Let’s start with the basics. IRA stands for Individual Retirement Account and just about anyone can open one. In order to contribute to an IRA you must have earned income. Traditional IRAs and Roth IRAs have many similarities, but there are distinct benefits to each.
Contribution limits. The IRS limits how much you can contribute to an IRA each year. Contribution limits for Traditional and Roth IRAs are the same, in 2016 you can contribute up to a maximum of $5,500. If you’re over the age of 50, you can make an additional $1,000 catch-up contribution for a total of $6,500.
Tax deferred growth. When you invest money in an IRA, the funds you contribute grow over time depending on the investments you choose to hold in the account. Both Traditional and Roth IRAs benefit from tax deferred growth, meaning you won’t have to pay taxes every year on interest, dividends, or capital gains like you would in a non-retirement account. This helps your investments grow even faster by way of compounding growth.
Retirement withdrawal rules. It’s called a “retirement” account for a reason – the money you’re saving is designated for retirement. That means if you withdraw funds from an IRA early, before age 59½, the IRS will assess a 10% early withdrawal penalty. Don’t do that!
Benefits of a Traditional IRA. When you contribute money to a Traditional IRA you’ll typically receive a tax deduction, dollar for dollar, up to the amount you contributed. For example, if you earn $50,000 and contribute the $5,500 maximum to your Traditional IRA, when you file your taxes the deduction will make it so you only pay taxes on $44,500 of your income. Therefore, the money you contributed to the IRA hasn’t been taxed yet. The key word here is “yet”, instead the IRS will collect their taxes later. When you take distributions from the account, after reaching age 59½, you will owe income taxes on every penny you withdraw, both contributions and growth.
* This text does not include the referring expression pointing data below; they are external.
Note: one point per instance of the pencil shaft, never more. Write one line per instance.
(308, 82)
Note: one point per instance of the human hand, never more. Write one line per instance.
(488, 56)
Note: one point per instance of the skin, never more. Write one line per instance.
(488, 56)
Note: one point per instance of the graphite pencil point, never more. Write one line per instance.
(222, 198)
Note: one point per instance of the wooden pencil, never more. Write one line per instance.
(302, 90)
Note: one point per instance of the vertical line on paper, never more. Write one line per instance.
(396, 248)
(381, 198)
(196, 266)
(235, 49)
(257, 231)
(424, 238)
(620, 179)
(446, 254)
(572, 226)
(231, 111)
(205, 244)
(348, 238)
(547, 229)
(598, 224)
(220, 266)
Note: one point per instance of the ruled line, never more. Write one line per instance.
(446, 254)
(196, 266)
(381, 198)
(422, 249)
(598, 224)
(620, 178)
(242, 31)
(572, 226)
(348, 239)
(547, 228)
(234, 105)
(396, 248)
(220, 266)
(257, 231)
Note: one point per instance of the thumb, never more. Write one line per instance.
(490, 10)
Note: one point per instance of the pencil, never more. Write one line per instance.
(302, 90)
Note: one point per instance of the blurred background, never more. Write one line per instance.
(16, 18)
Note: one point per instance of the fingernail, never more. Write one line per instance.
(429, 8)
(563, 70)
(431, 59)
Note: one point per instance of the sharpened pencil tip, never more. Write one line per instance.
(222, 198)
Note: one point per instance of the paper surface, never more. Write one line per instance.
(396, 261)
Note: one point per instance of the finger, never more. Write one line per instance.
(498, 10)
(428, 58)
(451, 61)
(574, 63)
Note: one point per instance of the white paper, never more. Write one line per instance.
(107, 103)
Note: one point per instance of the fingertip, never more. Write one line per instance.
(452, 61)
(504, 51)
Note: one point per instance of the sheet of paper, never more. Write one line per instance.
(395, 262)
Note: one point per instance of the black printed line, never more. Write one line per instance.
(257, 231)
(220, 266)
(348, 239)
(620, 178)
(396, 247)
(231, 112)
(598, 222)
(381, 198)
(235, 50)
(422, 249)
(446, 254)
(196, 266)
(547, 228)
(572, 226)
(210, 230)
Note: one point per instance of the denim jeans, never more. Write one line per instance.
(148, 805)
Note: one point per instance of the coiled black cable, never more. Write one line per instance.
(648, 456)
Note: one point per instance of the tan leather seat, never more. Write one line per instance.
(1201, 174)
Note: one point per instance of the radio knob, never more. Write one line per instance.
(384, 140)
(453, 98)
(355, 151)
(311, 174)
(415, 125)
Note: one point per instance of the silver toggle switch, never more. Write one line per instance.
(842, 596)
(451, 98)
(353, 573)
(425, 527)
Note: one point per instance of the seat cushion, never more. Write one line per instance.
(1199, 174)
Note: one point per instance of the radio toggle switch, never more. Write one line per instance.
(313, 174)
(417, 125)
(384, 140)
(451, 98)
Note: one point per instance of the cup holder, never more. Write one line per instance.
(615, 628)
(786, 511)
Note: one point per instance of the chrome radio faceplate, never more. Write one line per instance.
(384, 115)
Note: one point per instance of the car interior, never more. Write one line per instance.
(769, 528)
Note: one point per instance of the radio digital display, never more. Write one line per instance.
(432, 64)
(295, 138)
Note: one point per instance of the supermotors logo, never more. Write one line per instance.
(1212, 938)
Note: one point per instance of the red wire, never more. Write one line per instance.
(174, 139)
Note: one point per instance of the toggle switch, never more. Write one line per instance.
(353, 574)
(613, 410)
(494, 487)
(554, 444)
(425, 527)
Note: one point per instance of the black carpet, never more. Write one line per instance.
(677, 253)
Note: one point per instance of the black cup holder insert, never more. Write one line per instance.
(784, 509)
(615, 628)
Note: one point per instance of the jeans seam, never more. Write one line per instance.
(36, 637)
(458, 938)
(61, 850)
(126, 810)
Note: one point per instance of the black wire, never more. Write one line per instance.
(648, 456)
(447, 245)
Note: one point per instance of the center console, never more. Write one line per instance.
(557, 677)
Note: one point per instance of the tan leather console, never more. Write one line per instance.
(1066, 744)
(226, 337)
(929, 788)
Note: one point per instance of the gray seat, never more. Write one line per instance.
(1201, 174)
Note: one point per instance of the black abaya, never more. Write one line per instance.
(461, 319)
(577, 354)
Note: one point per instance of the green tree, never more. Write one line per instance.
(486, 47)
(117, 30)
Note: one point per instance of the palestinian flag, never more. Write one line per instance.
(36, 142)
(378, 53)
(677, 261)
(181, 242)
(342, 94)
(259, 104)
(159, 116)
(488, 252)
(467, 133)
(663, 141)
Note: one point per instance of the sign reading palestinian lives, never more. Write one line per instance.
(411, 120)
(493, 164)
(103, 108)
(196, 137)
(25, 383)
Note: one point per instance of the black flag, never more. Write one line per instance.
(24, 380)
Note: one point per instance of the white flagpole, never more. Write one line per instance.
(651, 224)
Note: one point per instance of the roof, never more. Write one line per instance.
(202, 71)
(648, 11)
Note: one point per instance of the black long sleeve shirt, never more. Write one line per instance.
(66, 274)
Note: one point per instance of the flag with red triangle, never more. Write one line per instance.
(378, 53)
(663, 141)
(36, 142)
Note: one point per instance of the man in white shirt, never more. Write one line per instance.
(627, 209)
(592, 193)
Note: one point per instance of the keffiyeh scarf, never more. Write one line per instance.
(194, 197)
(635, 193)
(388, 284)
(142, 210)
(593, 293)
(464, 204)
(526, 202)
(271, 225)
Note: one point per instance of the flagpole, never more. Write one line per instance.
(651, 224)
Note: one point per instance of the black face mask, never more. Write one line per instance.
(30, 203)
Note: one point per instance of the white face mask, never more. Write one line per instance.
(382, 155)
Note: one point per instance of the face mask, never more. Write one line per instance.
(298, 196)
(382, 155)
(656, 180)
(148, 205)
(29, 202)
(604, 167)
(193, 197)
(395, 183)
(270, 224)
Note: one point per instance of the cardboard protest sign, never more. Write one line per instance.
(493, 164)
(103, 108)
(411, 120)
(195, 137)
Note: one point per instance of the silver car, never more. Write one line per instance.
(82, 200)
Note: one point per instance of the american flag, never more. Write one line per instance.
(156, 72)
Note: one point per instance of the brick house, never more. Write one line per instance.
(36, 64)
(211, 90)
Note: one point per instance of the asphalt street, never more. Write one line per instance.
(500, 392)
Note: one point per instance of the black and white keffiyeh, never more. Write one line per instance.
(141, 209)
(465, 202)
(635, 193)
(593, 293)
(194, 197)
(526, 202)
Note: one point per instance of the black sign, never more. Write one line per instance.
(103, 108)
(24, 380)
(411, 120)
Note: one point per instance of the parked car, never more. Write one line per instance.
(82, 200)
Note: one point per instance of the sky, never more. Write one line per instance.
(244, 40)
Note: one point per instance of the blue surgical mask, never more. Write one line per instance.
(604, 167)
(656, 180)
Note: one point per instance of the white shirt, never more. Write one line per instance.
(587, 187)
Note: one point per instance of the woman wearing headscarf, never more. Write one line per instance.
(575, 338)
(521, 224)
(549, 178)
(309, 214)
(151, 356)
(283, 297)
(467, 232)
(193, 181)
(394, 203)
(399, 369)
Benefits of a Roth IRA. In terms of taxes, the Roth IRA is the complete opposite of the Traditional IRA. Reason being you get the tax benefit when you take money out, not when you put it in. Using the same example, if you earn $50,000 and contribute the $5,500 maximum to your Roth IRA, you still pay income tax on the full $50,000 you earned that year. Therefore, the money you contribute to a Roth IRA has already been taxed. But when you take distributions after age 59½, you pay nothing in taxes. Roth accounts are the only type of retirement savings that allow you to withdraw both contributions and growth tax free!
There are some restrictions to keep in mind. Earlier we mentioned you must have earned income to make contributions to an IRA, the only exception is if you’re making contributions for a spouse or minor children. That said, if you earn too much income, the IRS may disqualify you from making direct Roth IRA contributions or being able to deduct Traditional IRA contributions. These income thresholds change over time and you can see the most current numbers posted on the IRS website here.
Which is better, the Traditional or Roth IRA? The answer to that question depends on your personal situation, clearly there are great benefits to both. Ideally, you’ll want to do your best to balance both of these tax benefits.
If you earn a fair amount of income and don’t have many deductions the Traditional IRA may be best. That’s because getting a tax deduction in the current year will keep more money in your pocket and you’ll pay less income tax. But if you have a longer time until you retire or aren’t concerned with current taxes, you may benefit more from the Roth IRA. Having retirement investments grow with compounding interest and not paying taxes when you withdraw funds is definitely compelling.
The good news is, no matter which you choose you’ve made a great decision because saving for retirement is always a good thing!